If the Rams stay at No. 2, adding USC left tackle Matt Kalil is the other logical choice. Bradford was sacked 36 times in 10 games last season.
Steven Jackson is still a solid running back, gaining 1,145 yards last season. But the Rams are thin at wide receiver and could use an exciting playmaker. That, of course, is why Blackmon is one of their targets.
As noted above, the Rams nearly won a woeful NFC West in 2010 but haven’t made the playoffs since 2004.
And after this past season’s 2-14 debacle, coach Steve Spagnuolo and general manager Bill Devaney were replaced with Jeff Fisher and Les Snead, respectively. Fisher is a proven coach and a solid hire.
Playing for the Rams would keep Blackmon in Middle America, but St. Louis is absolutely a baseball town. Having Blackmon in blue and gold, along with Bradford, would make the Rams quite popular in Oklahoma, though.
2. Tampa Bay (No. 5 pick)
What the heck happened to Josh Freeman? One season after throwing just six interceptions, he tossed 22 as the Buccaneers’ record plummeted from 10-6 in 2010 to 5-11 in 2011.
Still, Freeman is a promising young quarterback with a strong arm and great mobility.
The Bucs have some young pieces in place in running back LaGarrette Blount and wide receiver Mike Williams.
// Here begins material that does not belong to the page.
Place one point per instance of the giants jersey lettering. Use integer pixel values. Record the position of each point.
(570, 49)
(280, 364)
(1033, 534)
Offensive lineman Davin Joseph was a Pro Bowler this season.
Tampa Bay has the cap room to add a No. 1 receiver through free agency — perhaps someone like Dwayne Bowe or Vincent Jackson. If that happens, drafting Blackmon won’t be necessary.
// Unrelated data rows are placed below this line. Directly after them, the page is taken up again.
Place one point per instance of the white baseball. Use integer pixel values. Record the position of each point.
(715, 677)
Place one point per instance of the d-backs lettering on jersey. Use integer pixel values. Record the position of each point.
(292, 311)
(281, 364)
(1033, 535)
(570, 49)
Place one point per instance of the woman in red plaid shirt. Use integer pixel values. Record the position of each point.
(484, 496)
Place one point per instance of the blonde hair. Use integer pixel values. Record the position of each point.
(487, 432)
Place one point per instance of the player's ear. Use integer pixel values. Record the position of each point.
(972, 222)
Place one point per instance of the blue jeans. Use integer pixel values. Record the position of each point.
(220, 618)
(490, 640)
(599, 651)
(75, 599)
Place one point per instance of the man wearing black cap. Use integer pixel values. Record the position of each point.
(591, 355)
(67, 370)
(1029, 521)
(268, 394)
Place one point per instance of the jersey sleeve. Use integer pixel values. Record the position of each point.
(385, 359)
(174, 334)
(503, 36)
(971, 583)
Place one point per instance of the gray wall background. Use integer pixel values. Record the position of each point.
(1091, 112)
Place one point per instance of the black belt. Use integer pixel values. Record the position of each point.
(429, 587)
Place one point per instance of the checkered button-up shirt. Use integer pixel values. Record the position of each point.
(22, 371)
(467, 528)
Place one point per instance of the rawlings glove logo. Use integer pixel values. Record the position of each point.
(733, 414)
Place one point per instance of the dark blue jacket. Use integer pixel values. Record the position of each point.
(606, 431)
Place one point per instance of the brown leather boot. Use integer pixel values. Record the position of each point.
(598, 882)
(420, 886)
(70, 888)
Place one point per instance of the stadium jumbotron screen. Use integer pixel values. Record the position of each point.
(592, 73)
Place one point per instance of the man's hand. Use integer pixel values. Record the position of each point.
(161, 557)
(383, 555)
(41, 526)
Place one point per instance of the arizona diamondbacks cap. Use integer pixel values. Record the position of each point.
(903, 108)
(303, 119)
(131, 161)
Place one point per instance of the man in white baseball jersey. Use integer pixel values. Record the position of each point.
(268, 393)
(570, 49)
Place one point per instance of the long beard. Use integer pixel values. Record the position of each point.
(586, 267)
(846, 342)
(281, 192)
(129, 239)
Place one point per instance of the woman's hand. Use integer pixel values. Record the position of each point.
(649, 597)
Raheem Morris was fired as head coach after the Bucs ended the season on a 10-game losing streak and was replaced with former Rutgers coach Greg Schiano. Tampa Bay last made the playoffs in 2007.
While college football tends to dominate the state, Florida football fans are certainly knowledgeable and passionate. The beaches and sunshine in the Tampa-St. Petersburg area would be a nice perk.
3. Minnesota (No. 3 pick)
The Vikings spent the No. 12 overall pick in last year’s draft on Christian Ponder, and in 2011 he looked a lot like a rookie quarterback. He ranked 29th in the NFL in completion percentage (54.3) and 30th in quarterback rating (70.1).
It’s obviously too early to call Ponder a bust, but he needs to develop. A normal offseason, rather than a lockout-shortened one, should help that.
Minnesota has some dynamic weapons in Adrian Peterson (970 rushing yards and 12 touchdowns before the knee injury) and Percy Harvin (967 receiving yards, 345 rushing yards).
But, like the Rams, the Vikings could use a left tackle. That makes Kalil an option with the No. 3 pick, especially if the Rams trade out of the No. 2 pick with a team that takes RG3.
The Vikings last made the playoffs in 2009, when Brett Favre was slinging the ball around. The Minneapolis Star Tribune reported last week that the city of Minneapolis and the Vikings have reached a preliminary agreement on a deal that will divide the costs to — finally — build a new stadium.
Minneapolis-St. Paul was rated the No. 14 sports town in America by the Sporting News but is known to have fair-weathered Vikings fans.